Rendahnya tingkat konsumsi ikan per kapita per tahun ini menunjukkan masih rendahnya budaya makan ikan dibandingkan negara-negara lain seperti Jepang (110 kg), Korea Selatan (85 kg), Amerika Serikat (80 kg), Singapura (80 kg), Hongkong (85 kg), Malaysia (45 kg), dan Thailand (35 kg).

Ada beberapa variabel yang ternyata menyebabkan rendahnya minat masyarakat kita untuk makan ikan. Pertama, adalah problem sosiologis. Di kalangan masyarakat pesisir, pola makan ternyata ada kaitannya dengan status sosial. Semakin sering orang makan daging (red meat) maka semakin tinggi pula status sosialnya. Kedua, problem ekonomi, yakni rendahnya daya beli masyarakat. Ketiga, adalah pengaruh globalisasi pola pangan. Meningkatkan Kosumsi

Inilah kenapa, konsumsi ikan perlu ditingkatkan. Paling tidak ada tiga alasan. Pertama, faktor biologis, mengingat umumnya ikan mengandung protein yang dibutuhkan kesehatan manusia. Dengan makan ikan yang mencukupi maka dapat memberikan dua keuntungan bagi kita. Pertama, baik untuk kesehatan dan meningkatkan daya tahan tubuh terhadap berbagai macam penyakit. Kedua, asam lemak tak jenuh, termasuk omega-3, yang terkandung dalam ikan, sangat membantu perkembangan sel otak yang dapat meningkatkan kecerdasan (IQ) manusia.

Oleh karena itu, wajar jika bangsa Jepang yang mengkonsumsi ikan rata-rata 110 kilogram (kg)/orang/tahun merupakan bangsa dengan kualitas kesehatan serta kecerdasan tertinggi di dunia.

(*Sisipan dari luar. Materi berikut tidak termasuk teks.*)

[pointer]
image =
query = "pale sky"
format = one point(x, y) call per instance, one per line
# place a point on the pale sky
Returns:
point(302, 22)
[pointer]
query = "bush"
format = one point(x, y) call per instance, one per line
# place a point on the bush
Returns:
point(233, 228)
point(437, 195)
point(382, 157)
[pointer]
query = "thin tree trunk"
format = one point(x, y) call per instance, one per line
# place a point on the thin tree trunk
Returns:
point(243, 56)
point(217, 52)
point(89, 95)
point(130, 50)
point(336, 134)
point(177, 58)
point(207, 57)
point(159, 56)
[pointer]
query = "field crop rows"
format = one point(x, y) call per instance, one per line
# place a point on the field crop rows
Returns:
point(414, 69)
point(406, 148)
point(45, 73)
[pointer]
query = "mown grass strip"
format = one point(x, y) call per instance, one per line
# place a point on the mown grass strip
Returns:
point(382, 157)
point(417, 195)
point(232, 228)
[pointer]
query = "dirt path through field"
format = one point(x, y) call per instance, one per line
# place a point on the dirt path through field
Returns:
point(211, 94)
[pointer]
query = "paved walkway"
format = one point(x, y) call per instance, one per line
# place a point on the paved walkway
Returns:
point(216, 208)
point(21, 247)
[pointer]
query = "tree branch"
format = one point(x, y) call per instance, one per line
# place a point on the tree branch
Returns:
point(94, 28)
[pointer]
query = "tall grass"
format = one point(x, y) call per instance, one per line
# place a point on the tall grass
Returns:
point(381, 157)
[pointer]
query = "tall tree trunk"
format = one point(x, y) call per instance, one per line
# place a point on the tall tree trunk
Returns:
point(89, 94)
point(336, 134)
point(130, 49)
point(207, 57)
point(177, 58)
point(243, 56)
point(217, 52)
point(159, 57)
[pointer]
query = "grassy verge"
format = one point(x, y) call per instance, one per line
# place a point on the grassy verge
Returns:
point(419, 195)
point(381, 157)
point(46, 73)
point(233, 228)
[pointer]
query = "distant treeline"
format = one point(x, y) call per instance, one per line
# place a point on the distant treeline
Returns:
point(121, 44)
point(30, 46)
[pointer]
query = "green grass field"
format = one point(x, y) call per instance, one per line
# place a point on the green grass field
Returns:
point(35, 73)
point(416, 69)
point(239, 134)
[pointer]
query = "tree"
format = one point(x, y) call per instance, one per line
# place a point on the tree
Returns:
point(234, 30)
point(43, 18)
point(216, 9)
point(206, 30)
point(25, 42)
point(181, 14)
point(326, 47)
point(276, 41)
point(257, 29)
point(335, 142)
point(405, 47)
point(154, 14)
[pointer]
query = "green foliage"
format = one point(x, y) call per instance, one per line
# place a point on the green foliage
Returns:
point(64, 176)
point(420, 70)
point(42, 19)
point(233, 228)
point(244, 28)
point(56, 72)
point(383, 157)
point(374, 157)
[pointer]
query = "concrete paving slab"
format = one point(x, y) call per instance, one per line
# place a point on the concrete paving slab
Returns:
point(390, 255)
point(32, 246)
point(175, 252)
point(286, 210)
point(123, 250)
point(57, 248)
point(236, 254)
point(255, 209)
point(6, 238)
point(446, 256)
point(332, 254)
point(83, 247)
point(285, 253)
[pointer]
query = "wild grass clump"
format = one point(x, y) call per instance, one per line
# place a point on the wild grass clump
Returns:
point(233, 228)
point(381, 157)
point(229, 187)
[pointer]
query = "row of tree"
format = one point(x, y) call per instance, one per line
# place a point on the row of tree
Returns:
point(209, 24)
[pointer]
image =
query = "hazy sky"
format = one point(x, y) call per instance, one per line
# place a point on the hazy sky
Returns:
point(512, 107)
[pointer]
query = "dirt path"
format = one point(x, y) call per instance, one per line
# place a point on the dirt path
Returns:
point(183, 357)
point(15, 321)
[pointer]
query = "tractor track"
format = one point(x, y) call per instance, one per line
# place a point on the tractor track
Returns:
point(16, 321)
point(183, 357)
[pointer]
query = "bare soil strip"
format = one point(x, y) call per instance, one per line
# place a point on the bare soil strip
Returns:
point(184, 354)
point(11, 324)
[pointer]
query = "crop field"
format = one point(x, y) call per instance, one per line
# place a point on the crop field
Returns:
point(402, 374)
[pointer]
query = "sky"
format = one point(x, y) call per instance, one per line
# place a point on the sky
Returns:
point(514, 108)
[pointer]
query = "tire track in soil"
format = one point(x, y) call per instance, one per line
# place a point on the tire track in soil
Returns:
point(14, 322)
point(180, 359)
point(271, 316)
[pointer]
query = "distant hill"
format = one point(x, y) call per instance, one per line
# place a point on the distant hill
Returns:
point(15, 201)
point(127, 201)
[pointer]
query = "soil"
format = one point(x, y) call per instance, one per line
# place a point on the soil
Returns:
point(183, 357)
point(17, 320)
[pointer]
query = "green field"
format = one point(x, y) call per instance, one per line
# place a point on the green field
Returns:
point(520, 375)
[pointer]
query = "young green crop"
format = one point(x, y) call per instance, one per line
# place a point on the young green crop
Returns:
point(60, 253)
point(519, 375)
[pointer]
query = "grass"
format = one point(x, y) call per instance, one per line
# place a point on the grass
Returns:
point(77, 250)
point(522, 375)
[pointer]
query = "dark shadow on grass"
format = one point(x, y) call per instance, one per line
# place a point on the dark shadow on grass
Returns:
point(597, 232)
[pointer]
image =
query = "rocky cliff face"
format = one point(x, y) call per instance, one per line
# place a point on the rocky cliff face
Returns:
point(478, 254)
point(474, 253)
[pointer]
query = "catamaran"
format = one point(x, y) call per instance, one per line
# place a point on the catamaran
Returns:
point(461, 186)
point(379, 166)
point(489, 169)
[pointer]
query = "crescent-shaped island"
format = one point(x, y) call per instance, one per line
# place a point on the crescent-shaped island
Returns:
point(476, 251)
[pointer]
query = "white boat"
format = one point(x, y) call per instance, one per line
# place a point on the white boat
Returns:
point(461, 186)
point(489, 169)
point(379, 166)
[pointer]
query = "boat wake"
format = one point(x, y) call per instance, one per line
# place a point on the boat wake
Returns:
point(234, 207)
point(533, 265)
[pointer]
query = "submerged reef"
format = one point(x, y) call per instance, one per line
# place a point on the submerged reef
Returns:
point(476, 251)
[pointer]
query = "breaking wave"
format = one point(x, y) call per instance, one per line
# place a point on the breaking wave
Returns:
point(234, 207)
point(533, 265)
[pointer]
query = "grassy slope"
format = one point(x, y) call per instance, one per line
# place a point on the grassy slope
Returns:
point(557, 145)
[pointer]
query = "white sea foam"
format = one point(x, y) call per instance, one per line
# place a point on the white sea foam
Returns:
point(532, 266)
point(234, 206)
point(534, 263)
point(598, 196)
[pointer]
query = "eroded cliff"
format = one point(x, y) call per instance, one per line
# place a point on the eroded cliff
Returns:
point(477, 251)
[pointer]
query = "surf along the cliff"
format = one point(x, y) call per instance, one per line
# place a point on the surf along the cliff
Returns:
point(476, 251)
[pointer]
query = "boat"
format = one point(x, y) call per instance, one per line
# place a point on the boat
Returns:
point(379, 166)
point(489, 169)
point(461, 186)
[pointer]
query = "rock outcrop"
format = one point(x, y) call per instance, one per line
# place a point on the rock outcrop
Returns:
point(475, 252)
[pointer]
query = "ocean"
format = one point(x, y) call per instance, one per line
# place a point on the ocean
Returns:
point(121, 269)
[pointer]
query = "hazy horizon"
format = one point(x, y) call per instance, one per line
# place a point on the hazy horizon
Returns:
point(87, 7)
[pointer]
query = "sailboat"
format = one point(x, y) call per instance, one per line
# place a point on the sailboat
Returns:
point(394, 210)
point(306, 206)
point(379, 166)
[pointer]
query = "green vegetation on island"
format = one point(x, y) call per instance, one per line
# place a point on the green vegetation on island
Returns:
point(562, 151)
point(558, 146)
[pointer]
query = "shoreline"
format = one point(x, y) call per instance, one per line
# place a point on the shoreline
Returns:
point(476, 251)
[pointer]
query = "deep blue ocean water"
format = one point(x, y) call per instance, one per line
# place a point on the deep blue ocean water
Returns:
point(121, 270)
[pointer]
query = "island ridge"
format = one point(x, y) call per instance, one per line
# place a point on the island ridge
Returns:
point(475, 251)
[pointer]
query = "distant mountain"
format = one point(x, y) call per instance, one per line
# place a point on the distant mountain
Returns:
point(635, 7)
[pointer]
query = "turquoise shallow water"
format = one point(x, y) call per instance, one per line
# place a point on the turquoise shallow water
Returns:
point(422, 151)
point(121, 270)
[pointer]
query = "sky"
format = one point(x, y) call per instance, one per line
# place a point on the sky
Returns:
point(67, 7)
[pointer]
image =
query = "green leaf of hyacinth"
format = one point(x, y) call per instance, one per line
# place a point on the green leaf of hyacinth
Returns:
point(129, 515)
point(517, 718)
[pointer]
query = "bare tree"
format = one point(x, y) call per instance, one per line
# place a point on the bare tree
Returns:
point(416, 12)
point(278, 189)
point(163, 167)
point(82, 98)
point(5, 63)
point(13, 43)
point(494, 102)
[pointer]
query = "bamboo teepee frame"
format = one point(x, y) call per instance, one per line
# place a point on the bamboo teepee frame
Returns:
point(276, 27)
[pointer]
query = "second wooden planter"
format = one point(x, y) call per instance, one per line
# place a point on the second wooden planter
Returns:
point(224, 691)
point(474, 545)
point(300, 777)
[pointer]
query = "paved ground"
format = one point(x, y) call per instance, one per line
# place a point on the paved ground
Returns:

Kedua, faktor ekonomi yakni agar permintaan terhadap produk ikan meningkat. Dengan meningkatnya permintaan dapat merangsang meningkatnya penawaran, yang berarti makin tumbuhnya usaha perikanan, terserapnya tenaga kerja, serta segudang multiplier effect lainnya. Ketiga, faktor sosial budaya, yakni mempertahankan identitas bangsa kita sebagai bangsa bahari.

Problem rendahnya konsumsi ikan kita memang kompleks, sehingga upaya mengatasinya pun juga harus memperhatikan berbagai variabel. Pertama, dari sisi permintaan, yakni bagaimana agar masyarakat tertarik untuk makan ikan. Instrumennya adalah kampanye makan ikan. Melalui gerakan makan ikan secara sistematis akan mendorong tumbuhnya kesadaran masyarakat akan pentingnya kandungan gizi dalam ikan. Kedua, dari sisi penawaran, yakni bagaimana mengupayakan ketersediaan ikan (baik dalam bentuk mentah maupun olahan) dalam jumlah cukup dengan harga terjangkau.